There is a need for a leading Equine and Sports Medicine and Rehabilitation Service in North Carolina. An American Horse Council Foundation report ranks the state eighth in the nation with more than 256,000 horses, and an economic impact study released by the North Carolina Legislature notes each of the state’s 100 counties has equine activity. The North Carolina equine industry has an annual economic impact of $1.9 billon.

While the focus of the expanding program is on the competing horse, which in North Carolina is primarily represented by horses involved in jumping, dressage, and eventing, companion horses will also benefit as owners may take advantage of any of the services to speed recovery from chronic or acute injuries.

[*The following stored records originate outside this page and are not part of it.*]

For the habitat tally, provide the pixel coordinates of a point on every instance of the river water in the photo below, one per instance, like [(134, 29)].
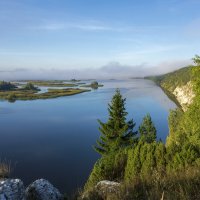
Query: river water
[(53, 138)]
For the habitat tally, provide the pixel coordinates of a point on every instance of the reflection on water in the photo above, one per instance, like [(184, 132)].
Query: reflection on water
[(53, 138)]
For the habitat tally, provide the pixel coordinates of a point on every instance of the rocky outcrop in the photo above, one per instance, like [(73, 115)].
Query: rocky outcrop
[(13, 189), (42, 190), (184, 95)]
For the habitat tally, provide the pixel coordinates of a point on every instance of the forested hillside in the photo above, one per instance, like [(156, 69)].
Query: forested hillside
[(144, 167)]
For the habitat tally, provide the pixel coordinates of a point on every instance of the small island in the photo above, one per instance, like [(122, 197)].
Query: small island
[(52, 83), (93, 85), (11, 92)]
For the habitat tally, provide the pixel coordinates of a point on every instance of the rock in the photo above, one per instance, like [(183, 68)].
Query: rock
[(41, 189), (184, 95), (11, 189)]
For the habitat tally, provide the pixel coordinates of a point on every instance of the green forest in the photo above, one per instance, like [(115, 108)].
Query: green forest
[(145, 167)]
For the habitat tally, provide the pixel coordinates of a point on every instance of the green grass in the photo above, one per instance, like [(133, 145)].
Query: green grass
[(52, 84), (20, 94)]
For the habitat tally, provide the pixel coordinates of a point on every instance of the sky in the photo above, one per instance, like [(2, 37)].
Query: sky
[(96, 38)]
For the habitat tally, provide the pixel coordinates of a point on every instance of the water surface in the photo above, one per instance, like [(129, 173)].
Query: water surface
[(53, 138)]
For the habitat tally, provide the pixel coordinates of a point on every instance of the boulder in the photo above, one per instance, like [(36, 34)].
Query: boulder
[(41, 189), (11, 189)]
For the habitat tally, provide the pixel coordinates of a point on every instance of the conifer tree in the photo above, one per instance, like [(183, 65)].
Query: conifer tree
[(116, 133), (147, 129)]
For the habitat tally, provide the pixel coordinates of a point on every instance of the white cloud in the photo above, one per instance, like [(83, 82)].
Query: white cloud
[(110, 70)]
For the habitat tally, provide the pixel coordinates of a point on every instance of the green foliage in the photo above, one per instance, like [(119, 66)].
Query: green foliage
[(6, 86), (116, 133), (147, 129), (30, 86), (108, 167), (196, 60), (145, 159), (150, 169)]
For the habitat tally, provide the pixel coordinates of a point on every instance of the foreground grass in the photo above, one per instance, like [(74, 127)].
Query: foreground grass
[(19, 94), (182, 185)]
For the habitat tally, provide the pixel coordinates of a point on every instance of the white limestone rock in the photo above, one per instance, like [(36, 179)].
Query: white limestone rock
[(11, 189), (41, 189), (184, 95)]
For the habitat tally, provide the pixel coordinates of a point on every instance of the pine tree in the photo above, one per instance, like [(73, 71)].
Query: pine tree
[(116, 133), (147, 129)]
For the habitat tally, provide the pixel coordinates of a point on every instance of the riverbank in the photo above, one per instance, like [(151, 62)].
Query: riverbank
[(19, 94)]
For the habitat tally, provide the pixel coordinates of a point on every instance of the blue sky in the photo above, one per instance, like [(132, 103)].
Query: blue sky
[(75, 36)]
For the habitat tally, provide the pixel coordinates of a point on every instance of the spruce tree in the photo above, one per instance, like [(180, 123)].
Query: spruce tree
[(147, 129), (116, 133)]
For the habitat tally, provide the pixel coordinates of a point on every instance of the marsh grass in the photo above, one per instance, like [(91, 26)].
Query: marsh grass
[(20, 94)]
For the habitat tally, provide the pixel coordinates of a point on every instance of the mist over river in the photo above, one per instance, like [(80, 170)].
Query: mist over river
[(53, 138)]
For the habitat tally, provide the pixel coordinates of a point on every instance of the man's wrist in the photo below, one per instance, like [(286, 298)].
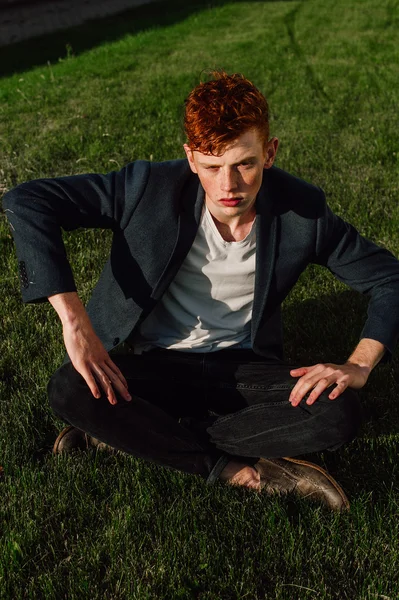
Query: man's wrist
[(367, 354)]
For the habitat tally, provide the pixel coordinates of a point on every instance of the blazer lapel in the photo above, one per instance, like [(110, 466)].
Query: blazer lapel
[(266, 241), (188, 222)]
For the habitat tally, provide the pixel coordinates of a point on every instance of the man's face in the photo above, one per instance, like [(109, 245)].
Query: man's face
[(232, 180)]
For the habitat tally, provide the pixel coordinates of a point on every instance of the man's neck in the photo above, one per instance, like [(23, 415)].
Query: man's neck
[(235, 229)]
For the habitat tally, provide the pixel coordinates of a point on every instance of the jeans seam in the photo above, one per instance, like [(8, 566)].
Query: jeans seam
[(253, 408)]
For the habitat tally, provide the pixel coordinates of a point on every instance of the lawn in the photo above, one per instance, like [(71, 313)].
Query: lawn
[(99, 526)]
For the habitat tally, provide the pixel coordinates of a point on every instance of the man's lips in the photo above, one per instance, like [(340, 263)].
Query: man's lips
[(230, 201)]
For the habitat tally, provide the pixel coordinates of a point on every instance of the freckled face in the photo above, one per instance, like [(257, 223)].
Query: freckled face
[(232, 180)]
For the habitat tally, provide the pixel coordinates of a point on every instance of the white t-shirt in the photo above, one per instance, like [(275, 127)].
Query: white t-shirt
[(208, 306)]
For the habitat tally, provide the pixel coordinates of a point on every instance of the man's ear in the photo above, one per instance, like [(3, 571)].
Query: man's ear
[(190, 157), (271, 151)]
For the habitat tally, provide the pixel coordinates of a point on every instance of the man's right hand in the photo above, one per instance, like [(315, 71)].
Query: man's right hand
[(86, 350)]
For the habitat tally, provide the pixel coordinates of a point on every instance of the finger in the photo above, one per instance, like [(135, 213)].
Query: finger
[(299, 371), (105, 384), (322, 385), (117, 372), (305, 384), (117, 384), (91, 382), (337, 391)]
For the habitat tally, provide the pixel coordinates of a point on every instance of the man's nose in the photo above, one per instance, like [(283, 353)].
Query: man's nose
[(229, 180)]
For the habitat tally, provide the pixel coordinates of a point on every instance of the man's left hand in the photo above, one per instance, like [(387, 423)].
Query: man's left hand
[(317, 378)]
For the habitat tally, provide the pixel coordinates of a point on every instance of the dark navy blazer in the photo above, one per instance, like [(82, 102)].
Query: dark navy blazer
[(154, 211)]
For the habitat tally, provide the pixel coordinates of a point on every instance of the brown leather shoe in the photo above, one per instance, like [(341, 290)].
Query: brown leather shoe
[(285, 475), (72, 438)]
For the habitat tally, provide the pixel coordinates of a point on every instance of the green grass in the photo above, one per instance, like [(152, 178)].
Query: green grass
[(96, 526)]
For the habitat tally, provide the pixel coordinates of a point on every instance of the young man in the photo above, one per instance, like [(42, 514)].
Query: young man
[(204, 252)]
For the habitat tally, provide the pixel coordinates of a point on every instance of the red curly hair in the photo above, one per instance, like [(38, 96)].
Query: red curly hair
[(220, 110)]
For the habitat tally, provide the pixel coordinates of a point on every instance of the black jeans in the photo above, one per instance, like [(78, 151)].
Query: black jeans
[(194, 412)]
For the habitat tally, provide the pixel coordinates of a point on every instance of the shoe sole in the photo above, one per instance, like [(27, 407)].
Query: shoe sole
[(325, 473)]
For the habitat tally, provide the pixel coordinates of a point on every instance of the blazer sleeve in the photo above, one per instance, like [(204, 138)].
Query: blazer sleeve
[(365, 267), (39, 210)]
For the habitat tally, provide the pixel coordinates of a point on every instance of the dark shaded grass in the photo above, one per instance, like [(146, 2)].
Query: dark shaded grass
[(99, 526)]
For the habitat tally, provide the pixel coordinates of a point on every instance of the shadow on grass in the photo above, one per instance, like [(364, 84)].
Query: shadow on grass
[(51, 47)]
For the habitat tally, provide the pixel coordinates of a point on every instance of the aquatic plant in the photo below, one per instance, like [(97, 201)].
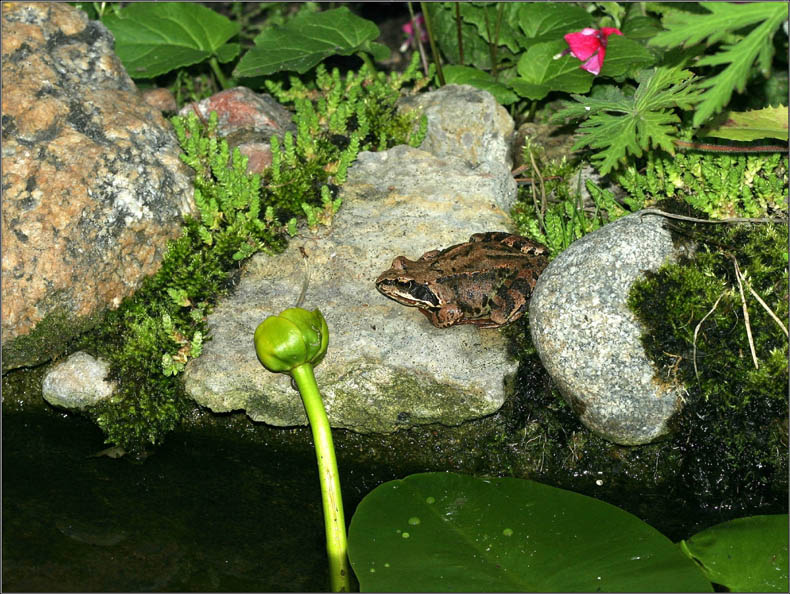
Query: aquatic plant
[(293, 342)]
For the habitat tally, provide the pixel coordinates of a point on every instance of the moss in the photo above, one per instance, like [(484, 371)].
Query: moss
[(50, 338), (731, 432), (149, 339), (720, 185)]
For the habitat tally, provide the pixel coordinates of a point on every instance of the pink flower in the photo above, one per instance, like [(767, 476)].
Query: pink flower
[(589, 46)]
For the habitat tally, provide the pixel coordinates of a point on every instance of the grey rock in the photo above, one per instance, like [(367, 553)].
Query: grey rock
[(387, 367), (77, 382), (93, 187), (466, 123), (589, 340)]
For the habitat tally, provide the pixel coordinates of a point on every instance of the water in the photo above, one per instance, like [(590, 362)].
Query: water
[(200, 514)]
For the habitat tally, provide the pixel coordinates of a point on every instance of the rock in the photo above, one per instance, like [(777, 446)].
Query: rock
[(589, 340), (78, 382), (160, 98), (242, 109), (387, 367), (92, 183), (247, 120), (464, 123)]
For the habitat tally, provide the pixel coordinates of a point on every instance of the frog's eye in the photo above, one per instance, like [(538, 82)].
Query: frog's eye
[(422, 293)]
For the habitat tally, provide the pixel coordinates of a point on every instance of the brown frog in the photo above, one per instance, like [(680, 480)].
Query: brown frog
[(486, 281)]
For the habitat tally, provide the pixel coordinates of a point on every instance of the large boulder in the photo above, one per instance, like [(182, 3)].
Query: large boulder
[(387, 367), (590, 341), (92, 183)]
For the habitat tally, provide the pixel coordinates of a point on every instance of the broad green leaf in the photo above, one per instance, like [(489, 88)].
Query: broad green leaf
[(461, 75), (550, 21), (744, 555), (306, 40), (153, 38), (641, 27), (542, 71), (509, 34), (446, 532), (722, 19), (770, 122), (624, 56)]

“We will be able to offer options to all owners,” says Schnabel, who also has a doctorate in stem cell biology and immunology with a focus on equine regenerative medicine. “The plan is to be able to provide a fully equipped and staffed facility providing extended care for those who desire that as well as being able to support the owner who wants to be directly involved in their horse’s recovery.”

“We eventually expect the program to encompass orthopedic surgery, regenerative medicine, integrative medicine, diagnostic imaging, and rehabilitation services,” says Schnabel. “We also plan to work closely with other hospital services including soft tissue surgery and medicine as well as referring veterinarians.”

The integrated program, says McDonald, also includes unique opportunities for NC State to expand the current knowledge base with leading equine research in the Sports Medicine field. It will also add a valuable experiential learning component to the DVM curriculum and offer training for future equine sports medicine specialists.